To help you make decisions when pacing gets difficult, the Teacher Guide marks some pages with an asterisk. While all of the BJC pages (except for "Optional Projects" at the end of each unit) are part of the essence of BJC (all part of learning the beauty, the joy, and the computing) if you must adjust your schedule, these are the pages that are safe to skip (safe, in that students will still be able to do later pages and will still be safe for the AP).
Units 1 through 5 cover the basic AP content and therefore must be finished before the AP exam. Units 6-8 expand on some of the beautiful and powerful ideas of computer science that are rarely if ever seen in other AP CSP courses.
Please do not stand in front of the room talking! Teachers, especially good teachers, feel that they're not doing their job if they don't make handouts and lecture slides for each class meeting. In this course, the curriculum itself does that kind of teaching. Your job is to walk around the room, look over shoulders, and get kids unstuck, preferably by asking questions rather than by suggesting code. Every minute you spend in front of the room is a minute in which the class isn't learning the curriculum. This is one of the main reasons teachers have trouble completing the course on time.
All of the required materials for this course are available online at no cost. There are the labs (at bjc.edc.org) and the textbook (at bitsbook.com/excerpts). Consider requiring students to bring an empty notebook in which to write journal entries. Any computer that runs a modern browser (not Internet Explorer; Edge is fine) is fine.
The title "lab" is used for all sessions of this course to emphasize the laboratory style—experimentation, discussion, interaction—both in programming and in the analysis of social implications.
Both types of labs involve classroom discussion. Read more about Facilitating a Classroom Discussion.
Social Implications: In the social implications labs, students confront difficult issues in computing in depth. By contrast, the daily Computing in the News is a brief presentation of current events. Social Implications labs also address the College Board's requirement for “Opportunities to Investigate Computing Innovations.”

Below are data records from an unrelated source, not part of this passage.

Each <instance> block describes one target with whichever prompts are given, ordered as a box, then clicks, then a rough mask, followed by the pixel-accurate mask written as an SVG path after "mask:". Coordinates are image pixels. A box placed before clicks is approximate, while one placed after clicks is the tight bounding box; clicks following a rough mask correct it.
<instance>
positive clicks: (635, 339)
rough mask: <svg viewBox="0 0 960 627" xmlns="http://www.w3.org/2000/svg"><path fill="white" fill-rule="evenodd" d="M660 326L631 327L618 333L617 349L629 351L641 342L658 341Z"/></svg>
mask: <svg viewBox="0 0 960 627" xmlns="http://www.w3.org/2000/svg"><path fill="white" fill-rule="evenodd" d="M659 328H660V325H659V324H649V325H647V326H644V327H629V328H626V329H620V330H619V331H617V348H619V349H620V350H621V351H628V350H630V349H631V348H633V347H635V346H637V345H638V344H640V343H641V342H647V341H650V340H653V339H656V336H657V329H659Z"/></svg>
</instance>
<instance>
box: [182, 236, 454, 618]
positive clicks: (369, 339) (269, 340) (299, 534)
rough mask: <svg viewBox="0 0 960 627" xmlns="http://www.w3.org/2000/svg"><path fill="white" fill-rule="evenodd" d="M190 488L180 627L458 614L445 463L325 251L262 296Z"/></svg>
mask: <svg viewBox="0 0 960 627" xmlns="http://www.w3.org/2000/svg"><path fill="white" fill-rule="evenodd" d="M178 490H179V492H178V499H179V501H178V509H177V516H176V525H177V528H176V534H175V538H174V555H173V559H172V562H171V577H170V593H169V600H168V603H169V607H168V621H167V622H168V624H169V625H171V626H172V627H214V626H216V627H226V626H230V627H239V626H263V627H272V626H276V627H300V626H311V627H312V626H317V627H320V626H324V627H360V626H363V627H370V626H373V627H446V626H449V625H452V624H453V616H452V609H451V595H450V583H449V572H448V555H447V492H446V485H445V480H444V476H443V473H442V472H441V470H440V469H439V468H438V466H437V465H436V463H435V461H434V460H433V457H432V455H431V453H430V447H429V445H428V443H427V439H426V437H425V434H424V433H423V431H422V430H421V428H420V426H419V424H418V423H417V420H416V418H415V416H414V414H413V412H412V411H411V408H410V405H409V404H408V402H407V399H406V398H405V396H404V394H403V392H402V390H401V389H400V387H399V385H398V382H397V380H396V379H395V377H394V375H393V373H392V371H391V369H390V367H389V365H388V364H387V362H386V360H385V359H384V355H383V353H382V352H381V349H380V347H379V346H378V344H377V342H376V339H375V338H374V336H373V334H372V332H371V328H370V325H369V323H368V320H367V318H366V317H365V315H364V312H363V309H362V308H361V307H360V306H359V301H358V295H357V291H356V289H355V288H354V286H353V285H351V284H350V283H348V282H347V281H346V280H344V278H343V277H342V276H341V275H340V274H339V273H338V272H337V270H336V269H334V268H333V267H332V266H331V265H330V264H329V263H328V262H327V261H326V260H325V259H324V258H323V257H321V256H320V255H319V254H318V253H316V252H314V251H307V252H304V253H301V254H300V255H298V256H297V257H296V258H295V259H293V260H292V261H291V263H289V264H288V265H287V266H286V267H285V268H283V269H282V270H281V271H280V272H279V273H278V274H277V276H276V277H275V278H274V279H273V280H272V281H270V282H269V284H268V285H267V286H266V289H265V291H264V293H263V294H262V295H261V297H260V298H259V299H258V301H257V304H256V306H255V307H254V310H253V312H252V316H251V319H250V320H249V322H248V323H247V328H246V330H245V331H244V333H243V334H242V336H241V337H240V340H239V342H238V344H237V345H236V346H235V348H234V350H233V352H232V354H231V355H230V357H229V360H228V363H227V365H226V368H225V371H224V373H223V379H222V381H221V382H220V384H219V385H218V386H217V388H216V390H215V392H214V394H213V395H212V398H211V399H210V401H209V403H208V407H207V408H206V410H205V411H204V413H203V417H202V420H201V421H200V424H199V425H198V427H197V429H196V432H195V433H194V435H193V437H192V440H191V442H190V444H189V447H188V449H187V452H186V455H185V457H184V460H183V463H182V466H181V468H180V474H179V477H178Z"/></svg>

Often it's best to introduce a topic with some facts, but most of the time should be spent in small group discussions. In whole-class discussions, a few students often dominate while the rest of the class misses out, whereas in small group discussion, everyone participates. Resist the urge to lecture, as then nobody is discussing.
Some labs include multiple choice, formative, ungraded "Self Checks" (suggestions on effective student feedback messages appreciated). You do not have to collect and review these. Regular projects offer plenty of opportunity for formative feedback for teachers and students, and formal exams will provide summative information.
Brian, is this a note to yourself? Can you please resolve it? --MF, 5/23/20
The BJC student materials have several design elements that are visually distinguished by color, each to serve a specific purpose:
In pair programming, the driver is the one with hands on the keyboard and mouse; the navigator is the one reading the lab instructions and suggesting what the driver should do next.
Vocabulary boxes are used both for words that are important in BJC itself and for words that are important in the CS Principles Framework. If there's a conflict, the box will explain that.
Please don't have vocabulary quizzes! Students should have plenty of exposure to the vocabulary words in the labs themselves. Vocabulary quizzes are the paradigmatic not-joyous school activity.
These boxes are for things that students need only for the AP exam. This includes the pseudo-programming-language notation in which the College Board presents programming problems, and occasionally AP vocabulary that downright contradicts what we think and say. (Don't worry; there aren't many of those.)
Both kinds of gray boxes are things students can skip in the heat of doing the lab and come back to later for review. It's up to you whether you want to encourage that, or instead to encourage them to stop what they're doing and write down the vocabulary words in their notebooks.